IW: This venture is so different from your others, if only because, as you said earlier, you’re manufacturing a physical object. What are some of the challenges you’ve worked through this time that you hadn’t earlier?
GG: Any time you take on outside capital, it changes the strategy a little bit. There’s an expectation of a return in a short period of time. You look to grow smartly, but also to scale and grow as quickly as possible. A big part of that is understanding distribution and product distribution, and we’ve made some significant headway there.

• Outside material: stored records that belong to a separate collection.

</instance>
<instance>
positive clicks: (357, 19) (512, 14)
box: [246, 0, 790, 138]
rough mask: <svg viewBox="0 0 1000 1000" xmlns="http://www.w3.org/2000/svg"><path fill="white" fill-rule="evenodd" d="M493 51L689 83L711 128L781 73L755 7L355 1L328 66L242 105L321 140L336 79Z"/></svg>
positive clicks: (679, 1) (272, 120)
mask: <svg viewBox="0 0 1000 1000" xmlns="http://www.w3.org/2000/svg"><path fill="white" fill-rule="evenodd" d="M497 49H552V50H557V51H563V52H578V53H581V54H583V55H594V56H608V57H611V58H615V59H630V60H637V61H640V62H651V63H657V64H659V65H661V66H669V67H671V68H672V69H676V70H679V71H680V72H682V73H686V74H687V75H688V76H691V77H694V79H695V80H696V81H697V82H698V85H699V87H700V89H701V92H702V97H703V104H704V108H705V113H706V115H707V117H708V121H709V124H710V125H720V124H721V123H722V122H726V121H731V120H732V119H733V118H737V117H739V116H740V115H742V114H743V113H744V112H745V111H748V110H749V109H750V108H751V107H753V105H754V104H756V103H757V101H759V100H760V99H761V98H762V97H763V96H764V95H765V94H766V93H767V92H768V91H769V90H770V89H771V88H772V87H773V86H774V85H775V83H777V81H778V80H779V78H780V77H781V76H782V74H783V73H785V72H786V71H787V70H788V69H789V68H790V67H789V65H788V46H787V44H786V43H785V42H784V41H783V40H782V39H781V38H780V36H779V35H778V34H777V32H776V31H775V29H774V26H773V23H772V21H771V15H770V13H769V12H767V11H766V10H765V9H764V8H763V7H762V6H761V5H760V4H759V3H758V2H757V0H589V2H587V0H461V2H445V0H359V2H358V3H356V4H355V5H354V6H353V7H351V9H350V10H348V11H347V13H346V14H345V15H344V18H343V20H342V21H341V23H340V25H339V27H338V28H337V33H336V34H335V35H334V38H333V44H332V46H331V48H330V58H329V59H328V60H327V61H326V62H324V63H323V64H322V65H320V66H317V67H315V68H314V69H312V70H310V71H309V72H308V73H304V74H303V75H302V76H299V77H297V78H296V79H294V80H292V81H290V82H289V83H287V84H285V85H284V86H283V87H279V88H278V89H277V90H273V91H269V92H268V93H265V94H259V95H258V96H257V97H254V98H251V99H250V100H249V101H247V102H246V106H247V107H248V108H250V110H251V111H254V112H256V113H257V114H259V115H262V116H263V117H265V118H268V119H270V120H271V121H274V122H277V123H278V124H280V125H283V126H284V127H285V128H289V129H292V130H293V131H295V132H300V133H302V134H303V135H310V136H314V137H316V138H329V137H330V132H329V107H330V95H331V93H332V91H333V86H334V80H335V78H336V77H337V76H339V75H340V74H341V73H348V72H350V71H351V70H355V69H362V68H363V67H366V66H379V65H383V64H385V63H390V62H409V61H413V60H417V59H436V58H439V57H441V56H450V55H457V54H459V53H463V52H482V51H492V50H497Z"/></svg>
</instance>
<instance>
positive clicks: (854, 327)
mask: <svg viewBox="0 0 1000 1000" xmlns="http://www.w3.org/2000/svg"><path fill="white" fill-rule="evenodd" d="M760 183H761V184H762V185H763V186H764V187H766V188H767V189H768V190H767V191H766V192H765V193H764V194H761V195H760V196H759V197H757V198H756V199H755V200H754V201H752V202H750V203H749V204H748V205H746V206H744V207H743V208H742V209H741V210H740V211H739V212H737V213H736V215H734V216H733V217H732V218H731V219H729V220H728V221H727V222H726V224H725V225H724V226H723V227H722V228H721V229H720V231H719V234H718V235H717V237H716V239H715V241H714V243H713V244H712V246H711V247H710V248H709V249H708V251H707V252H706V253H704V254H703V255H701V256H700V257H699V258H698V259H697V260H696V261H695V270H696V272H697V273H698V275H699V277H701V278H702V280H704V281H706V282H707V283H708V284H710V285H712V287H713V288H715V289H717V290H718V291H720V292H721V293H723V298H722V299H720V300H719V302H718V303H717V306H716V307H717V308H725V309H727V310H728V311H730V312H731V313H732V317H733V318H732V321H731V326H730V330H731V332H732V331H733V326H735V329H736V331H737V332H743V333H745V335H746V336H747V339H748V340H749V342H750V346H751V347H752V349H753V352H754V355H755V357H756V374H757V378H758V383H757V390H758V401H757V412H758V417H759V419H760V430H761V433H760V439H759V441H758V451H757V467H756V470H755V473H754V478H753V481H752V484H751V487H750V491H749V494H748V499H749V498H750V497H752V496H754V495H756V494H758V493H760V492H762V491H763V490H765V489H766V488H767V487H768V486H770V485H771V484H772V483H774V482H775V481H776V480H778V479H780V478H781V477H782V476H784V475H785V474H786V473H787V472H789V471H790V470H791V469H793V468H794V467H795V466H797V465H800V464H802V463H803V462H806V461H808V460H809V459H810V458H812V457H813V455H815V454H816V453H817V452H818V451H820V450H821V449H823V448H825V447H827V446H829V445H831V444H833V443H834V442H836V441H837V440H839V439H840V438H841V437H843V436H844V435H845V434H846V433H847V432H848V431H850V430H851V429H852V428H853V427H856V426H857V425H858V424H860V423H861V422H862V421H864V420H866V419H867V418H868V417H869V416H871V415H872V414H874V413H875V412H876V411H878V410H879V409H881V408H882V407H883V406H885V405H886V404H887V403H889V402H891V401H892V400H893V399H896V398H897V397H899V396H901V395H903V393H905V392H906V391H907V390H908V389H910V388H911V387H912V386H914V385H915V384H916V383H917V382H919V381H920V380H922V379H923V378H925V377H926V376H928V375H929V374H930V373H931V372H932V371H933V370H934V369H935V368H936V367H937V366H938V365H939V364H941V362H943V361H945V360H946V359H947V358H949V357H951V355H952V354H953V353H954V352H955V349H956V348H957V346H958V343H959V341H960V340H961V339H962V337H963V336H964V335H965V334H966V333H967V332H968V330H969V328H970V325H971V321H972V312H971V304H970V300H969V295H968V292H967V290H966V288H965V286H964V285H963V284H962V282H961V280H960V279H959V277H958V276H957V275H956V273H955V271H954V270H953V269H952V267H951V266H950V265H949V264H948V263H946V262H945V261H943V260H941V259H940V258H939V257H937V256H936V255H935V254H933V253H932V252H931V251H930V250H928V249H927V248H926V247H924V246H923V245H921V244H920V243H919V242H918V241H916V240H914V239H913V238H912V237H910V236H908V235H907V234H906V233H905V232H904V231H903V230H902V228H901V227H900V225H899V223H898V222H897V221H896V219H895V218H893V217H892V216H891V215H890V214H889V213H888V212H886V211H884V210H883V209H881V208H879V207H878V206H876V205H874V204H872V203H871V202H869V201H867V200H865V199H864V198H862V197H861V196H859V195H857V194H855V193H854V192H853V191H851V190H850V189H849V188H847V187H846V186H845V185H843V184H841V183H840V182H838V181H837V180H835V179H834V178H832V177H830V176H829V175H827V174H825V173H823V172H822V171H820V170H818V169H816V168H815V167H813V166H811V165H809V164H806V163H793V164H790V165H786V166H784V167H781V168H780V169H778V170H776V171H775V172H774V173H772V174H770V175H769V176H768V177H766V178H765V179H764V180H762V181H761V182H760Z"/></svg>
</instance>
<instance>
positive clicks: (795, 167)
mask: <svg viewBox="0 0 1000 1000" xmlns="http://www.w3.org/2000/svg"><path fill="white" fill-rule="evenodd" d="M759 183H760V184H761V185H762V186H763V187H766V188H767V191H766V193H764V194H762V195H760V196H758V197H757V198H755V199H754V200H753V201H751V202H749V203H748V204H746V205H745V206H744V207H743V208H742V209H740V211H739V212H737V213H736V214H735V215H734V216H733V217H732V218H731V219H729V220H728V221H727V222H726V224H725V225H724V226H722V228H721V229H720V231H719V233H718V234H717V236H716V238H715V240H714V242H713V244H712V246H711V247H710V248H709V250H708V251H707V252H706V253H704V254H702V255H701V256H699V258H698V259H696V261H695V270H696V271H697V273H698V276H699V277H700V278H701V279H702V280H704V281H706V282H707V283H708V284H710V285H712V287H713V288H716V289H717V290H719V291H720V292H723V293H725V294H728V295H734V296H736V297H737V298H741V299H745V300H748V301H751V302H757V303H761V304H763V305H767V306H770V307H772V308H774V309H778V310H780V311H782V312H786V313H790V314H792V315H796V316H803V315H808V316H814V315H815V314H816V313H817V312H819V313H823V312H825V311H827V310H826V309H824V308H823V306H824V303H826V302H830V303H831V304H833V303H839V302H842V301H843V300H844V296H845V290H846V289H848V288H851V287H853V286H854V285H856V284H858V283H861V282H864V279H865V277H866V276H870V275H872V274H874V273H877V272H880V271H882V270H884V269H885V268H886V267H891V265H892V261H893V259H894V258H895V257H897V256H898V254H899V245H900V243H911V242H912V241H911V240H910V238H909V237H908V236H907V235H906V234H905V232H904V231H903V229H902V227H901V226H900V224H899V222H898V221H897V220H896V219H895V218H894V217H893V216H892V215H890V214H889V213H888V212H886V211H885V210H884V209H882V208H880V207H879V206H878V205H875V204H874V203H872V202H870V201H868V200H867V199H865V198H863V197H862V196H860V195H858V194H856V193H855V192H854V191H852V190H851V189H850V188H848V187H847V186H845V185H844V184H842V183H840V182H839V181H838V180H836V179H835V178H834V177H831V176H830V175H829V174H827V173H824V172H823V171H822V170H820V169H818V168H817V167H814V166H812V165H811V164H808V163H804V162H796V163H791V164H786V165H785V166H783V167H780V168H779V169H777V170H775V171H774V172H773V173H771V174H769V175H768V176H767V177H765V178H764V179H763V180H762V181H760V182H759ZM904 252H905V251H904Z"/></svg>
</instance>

I recently attended a conference with 51 of the largest safety equipment distributors in North America. Our board wanted to gain interest from maybe 10%. Instead, 49 signed up. It was just crazy. It was also validation that the industry is starving for something like this. They see this is as the future of manufacturing safety, and safety in general.
IW: Any pushback? Not everybody might want a wearable on them eight or 10 or 12 hours a day, if only to avoid personal data collection.
GG: We’ve been very careful to make our products less about the employee right now. We’re not intending to track health-related data — heart, stress, things like that, HIPAA-covered data. Our goal is to solve two problems: Understanding the organic environments around the employees and what could potentially lead to or contribute to workplace accidents, and automating and streamlining the near-miss reporting process.
IW: You expect to start pilot programs later this year and to launch the product in early 2018. What are your goals for the first couple of quarters or year?
GG: We’ve actually discovered some things just from our beta customers that we weren’t thinking about. We were hyper-focused on safety and one of our customers came to us and said, “Because you’re tracking location of people, that gives us a powerful insight into work paths and work flow, which is helpful for us as a lean manufacturer.” Seeing whether somebody travels from one end of the facility to the other five times in a shift, how do you eliminate that path so they can stay at one work station and be more productive?
We’re learning productivity efficiency from our beta customers. Another customer talked to us about the ability to have employees use the device to report work-quality issues. That was something we hadn’t thought about. You have this safety pool that is also helping to provide quality and efficiency improvements. The data we’re gathering can help safety managers understand trends.
IW: What has the move back to an industrial space been like?
GG: My previous company, the software company, did a fair amount of work for manufacturing and trade industries, taking legacy systems and upgrading them to new software, or taking something in-house and putting it on a tablet. I’ve had opportunities to touch manufacturing for years and build up all of these relationships that I’m finally getting to tap into in a totally new way.
I don’t see myself getting very far out of this industry. I believe a lot in it. It’s a huge part of our economy — it’s a huge part of the Midwest — and we have to continue to find ways to make these facilities safer and more efficient. There are other areas in manufacturing that can be touched and improved with technology.